La DNC met en lumière les tensions entre impératifs économiques, bien-être animal et santé publique. Si l'abattage total peut limiter la propagation à court terme, il ne garantit pas l'éradication, comme l'ont montré la Turquie et Israël, où la maladie est revenue malgré des abattages massifs. La vaccination, bien que nécessaire, n'est pas une solution miracle et pourrait favoriser l'apparition de souches virales plus complexes. Enfin, l'absence de traitements autorisés interroge sur la volonté d'explorer toutes les options pour sauver les animaux.

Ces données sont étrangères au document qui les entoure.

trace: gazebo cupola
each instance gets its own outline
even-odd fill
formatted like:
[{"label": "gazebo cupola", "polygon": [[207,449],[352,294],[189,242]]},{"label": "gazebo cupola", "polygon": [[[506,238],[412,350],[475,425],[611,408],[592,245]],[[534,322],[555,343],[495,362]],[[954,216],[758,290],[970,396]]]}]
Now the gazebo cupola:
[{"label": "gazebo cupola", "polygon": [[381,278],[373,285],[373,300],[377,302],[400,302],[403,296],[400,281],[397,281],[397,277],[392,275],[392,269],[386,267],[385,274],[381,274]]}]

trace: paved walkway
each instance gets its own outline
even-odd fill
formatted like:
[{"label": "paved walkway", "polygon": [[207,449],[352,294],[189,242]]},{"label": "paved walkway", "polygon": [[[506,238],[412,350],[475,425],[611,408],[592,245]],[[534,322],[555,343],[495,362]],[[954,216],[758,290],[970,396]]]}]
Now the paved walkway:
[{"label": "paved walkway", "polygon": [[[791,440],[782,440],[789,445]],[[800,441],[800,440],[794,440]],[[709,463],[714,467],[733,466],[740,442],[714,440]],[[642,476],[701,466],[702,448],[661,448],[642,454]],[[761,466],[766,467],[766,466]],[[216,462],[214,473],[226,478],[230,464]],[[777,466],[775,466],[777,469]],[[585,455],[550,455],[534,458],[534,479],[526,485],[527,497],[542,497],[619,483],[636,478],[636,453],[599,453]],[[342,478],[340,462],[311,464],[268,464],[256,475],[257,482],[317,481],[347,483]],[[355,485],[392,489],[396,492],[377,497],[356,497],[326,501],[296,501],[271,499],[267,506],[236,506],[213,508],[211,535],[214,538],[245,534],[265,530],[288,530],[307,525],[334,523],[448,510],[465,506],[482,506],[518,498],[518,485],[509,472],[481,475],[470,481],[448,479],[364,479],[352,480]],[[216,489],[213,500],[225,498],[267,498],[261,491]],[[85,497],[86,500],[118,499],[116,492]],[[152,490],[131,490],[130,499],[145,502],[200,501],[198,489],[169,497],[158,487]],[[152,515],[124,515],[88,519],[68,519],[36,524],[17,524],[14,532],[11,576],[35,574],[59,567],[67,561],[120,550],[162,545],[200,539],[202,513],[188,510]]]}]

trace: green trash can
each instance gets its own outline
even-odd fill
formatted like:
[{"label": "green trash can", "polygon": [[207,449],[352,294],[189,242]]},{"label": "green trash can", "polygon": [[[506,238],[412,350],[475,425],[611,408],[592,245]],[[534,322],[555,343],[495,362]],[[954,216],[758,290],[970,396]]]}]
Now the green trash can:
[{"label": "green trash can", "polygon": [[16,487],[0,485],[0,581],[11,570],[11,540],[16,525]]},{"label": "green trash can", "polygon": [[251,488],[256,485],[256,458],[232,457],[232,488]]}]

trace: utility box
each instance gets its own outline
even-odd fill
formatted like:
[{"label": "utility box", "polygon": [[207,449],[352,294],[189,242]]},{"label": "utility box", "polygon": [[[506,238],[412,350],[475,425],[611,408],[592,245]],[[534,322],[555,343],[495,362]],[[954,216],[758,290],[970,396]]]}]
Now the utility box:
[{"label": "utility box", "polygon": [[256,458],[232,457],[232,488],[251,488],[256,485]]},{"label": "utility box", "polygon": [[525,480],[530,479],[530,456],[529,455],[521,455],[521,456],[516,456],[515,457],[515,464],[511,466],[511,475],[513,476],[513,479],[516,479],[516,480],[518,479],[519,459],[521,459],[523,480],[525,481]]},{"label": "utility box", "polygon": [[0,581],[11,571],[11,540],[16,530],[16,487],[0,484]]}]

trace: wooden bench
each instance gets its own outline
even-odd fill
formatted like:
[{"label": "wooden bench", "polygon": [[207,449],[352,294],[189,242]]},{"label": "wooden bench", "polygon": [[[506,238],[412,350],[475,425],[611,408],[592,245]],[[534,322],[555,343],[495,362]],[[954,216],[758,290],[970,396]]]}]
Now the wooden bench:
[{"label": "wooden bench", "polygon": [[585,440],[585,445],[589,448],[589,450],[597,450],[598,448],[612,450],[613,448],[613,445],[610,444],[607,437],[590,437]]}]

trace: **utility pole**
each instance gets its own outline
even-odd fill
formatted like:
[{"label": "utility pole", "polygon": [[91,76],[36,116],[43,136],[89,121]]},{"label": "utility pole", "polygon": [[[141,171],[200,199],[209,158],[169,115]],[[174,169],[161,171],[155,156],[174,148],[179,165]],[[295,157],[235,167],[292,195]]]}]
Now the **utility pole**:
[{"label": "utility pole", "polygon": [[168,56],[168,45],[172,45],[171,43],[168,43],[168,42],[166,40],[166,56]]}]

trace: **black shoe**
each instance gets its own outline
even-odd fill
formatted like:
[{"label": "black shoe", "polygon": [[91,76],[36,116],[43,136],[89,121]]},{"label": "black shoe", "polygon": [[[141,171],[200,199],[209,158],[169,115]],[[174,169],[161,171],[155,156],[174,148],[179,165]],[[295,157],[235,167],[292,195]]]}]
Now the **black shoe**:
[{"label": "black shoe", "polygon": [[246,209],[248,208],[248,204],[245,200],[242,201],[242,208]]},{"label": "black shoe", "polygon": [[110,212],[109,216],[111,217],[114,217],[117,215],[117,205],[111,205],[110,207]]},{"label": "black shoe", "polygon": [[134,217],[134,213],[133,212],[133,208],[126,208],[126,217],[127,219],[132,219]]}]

Face à cette crise, les éleveurs appellent à une approche plus équilibrée : vaccination ciblée, surveillance renforcée, et tests de traitements pour éviter les abattages inutiles. Comme le disait Gandhi, « on peut juger la grandeur et la valeur morale d'une nation à la façon dont elle traite ses animaux ». La France, leader de l'élevage bovin en Europe, est à un tournant : saura-t-elle concilier ses ambitions économiques avec une gestion plus humaine et durable de cette crise ?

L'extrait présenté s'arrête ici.